Dan benoemt hij zijn onrust: ‘Er zijn heel veel verbanden waar we eigenlijk te laat achter komen. Er speelt zo veel tegelijkertijd. Ik snap dat we niet alles kunnen doen, maar ik heb nu niet het gevoel dat we exact weten wat eraan zit te komen en dat we bewust kunnen kiezen. Het overkomt ons.’

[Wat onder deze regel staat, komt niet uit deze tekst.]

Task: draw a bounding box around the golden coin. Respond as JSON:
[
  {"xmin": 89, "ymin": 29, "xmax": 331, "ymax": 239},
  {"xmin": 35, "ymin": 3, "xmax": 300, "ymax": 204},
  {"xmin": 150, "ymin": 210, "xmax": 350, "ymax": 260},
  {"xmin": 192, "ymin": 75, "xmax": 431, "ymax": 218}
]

Ja, zegt Rietdijk, dat zou hij graag beter willen sturen, en ja, dat geeft hem een onbevredigend gevoel. Op de opmerking dat zoiets wellicht niet te sturen is, zegt hij: ‘Dat weet ik niet, maar ik zou toch graag wat earlier involvement willen hebben.’ Dit is de belangrijkste reden dat hij werkt aan de uitbreiding van zijn salesteam. Hij wil dat meer mensen in zijn organisatie actiever met ‘de markt’ praten. ‘We moeten actief laten zien wie we zijn en wat we kunnen als bedrijf. Door gesprekken aan te gaan, hoor je dingen en kun je verbindingen leggen. Ik ben ervan overtuigd dat zich dat een keer uitbetaalt. Onze commerciële mensen moeten klussen binnenhalen, maar een afspraak die nu niets oplevert, brengt misschien over een jaar of twee jaar wel iets. Dat wil ik veel beter kunnen regisseren.’